I need to select the top 3 rows per each group (xID -- order by xID). No
problem here. But I need to select the count of rows in each group before a
null value is encountered in the stat column -- ordering by xID
CREATE TABLE #tmp1(rowID int Identity(1,1), xID int, x1 int, stat varchar(1))
INSERT INTO #tmp1
SELECT 1, 1, 'f'
UNION ALL SELECT 1, 2, 'f'
UNION ALL SELECT 1, 3, 'f'
UNION ALL SELECT 1, 4, 'f'
UNION ALL SELECT 2, 1, 'f'
UNION ALL SELECT 2, 2, null
UNION ALL SELECT 2, 3, 'f'
UNION ALL SELECT 2, 4, 'f'
UNION ALL SELECT 3, 1, 'f'
UNION ALL SELECT 3, 2, 'f'
UNION ALL SELECT 3, 3, null
Here is what I have for getting the top 3 rows per group:
SELECT * FROM #tmp1 t1 WHERE EXISTS
(SELECT * FROM (SELECT TOP 3 * FROM #tmp1 t2 WHERE t2.xId = t1.xId ORDER BY
t2.xid) t3 WHERE t3.rowID = t1.rowID). This returns:
rowID xID x1 stat
1 1 1 f
2 1 2 f
3 1 3 f
5 2 1 f
6 2 2 NULL
7 2 3 f
9 3 1 f
10 3 2 f
11 3 3 NULL
From here I need to get this output
xID rowcount stat
1 3 f
2 1 f
3 2 f
xID = 1 had 3 rows (no null values encountered)

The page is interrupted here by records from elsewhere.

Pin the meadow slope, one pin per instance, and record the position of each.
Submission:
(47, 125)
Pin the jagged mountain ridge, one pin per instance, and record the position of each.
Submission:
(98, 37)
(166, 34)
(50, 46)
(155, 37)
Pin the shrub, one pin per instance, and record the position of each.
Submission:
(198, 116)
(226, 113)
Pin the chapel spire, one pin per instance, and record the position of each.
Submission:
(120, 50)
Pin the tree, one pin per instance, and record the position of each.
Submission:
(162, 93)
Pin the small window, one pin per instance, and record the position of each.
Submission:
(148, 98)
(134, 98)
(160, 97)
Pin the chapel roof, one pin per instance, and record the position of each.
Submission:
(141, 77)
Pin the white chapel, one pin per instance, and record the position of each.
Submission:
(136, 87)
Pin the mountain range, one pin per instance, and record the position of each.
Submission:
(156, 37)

xID = 2 had 1 row before encountering a null
xID = 3 had 2 rows before encountering a null
Is it possible to get this output from the source data without looping?
Thanks,
Rich
Roy Harvey (SQL Server MVP) - 22 Jul 2008 17:25 GMT
SELECT A.xID, MAX(A.rownum), A.stat
FROM (SELECT *,
row_number() over (PARTITION BY xID
ORDER BY xID, rowID) as rownum
FROM #tmp1) as A
JOIN (SELECT *,
row_number() over (PARTITION BY xID
ORDER BY xID, rowID) as rownum
FROM #tmp1
WHERE stat IS NOT NULL) as B
ON A.rowID = B.rowID
AND A.rownum = B.rownum
WHERE A.rownum <= 3
GROUP BY A.xid, A.stat
xID stat
----------- -------------------- ----
1 3 f
2 1 f
3 2 f
The idea is that we number the rows once including the NULLs, and once
without the NULLs, and only take the ones where the numbers match.
Roy Harvey
Beacon Falls, CT
>I need to select the top 3 rows per each group (xID -- order by xID). No
>problem here. But I need to select the count of rows in each group before a
[quoted text clipped - 47 lines]
>Thanks,
>Rich
Rich - 22 Jul 2008 17:48 GMT
Thank you for your reply. I forgot to mention that we are still on sql 2000
over at my place (man, we need to upgrade!). I was just reading an article
about the Row_Number function for sql 2005. I will try to translate that
back to sql 2000 - which I understand will require the use of a #tmp table
(or 2). In the meantime, can I translate the query below in one continuous
statement? Or will I have to actually create a separate #tmp table first to
make it useable for sql 2000?
> SELECT A.xID, MAX(A.rownum), A.stat
> FROM (SELECT *,
[quoted text clipped - 74 lines]
> >Thanks,
> >Rich
Tom Cooper - 22 Jul 2008 17:53 GMT
One way to do it in SQL 2000,
SELECT t1.xId, Count(*) As 'rowcount', t1.stat FROM #tmp1 t1 WHERE EXISTS
(SELECT * FROM (SELECT TOP 3 * FROM #tmp1 t2
WHERE t2.xId = t1.xId ORDER BY
t2.xid) t3 WHERE t3.rowID = t1.rowID
AND NOT EXISTS (SELECT * FROM #tmp1 t4 WHERE t3.xID = t4.xID
And t3.RowId >= t4.RowId And t4.stat Is Null))
Group By t1.xId, t1.stat
Order By t1.xId, t1.stat
Note that if you have a large amount of data, a cursor might execute faster.
Tom
> Thank you for your reply. I forgot to mention that we are still on sql
> 2000
[quoted text clipped - 90 lines]
>> >Thanks,
>> >Rich
Rich - 22 Jul 2008 18:20 GMT
Thank you for your reply. Question: I am sure a cursor would be faster for
large data than to query large data using Exists - But would the query using
the Row_Number function (sql 2005 query) be more efficient than the cursor
(and using Exists) ? Or for this case (using large data) would the cursor be
the most efficient solution?
> One way to do it in SQL 2000,
>
[quoted text clipped - 105 lines]
> >> >Thanks,
> >> >Rich
Roy Harvey (SQL Server MVP) - 22 Jul 2008 18:30 GMT
> I am sure a cursor would be faster for
>large data than to query large data using Exists
Don't be. With good indexing the answer will usually go the other
way.
Roy Harvey
Beacon Falls, CT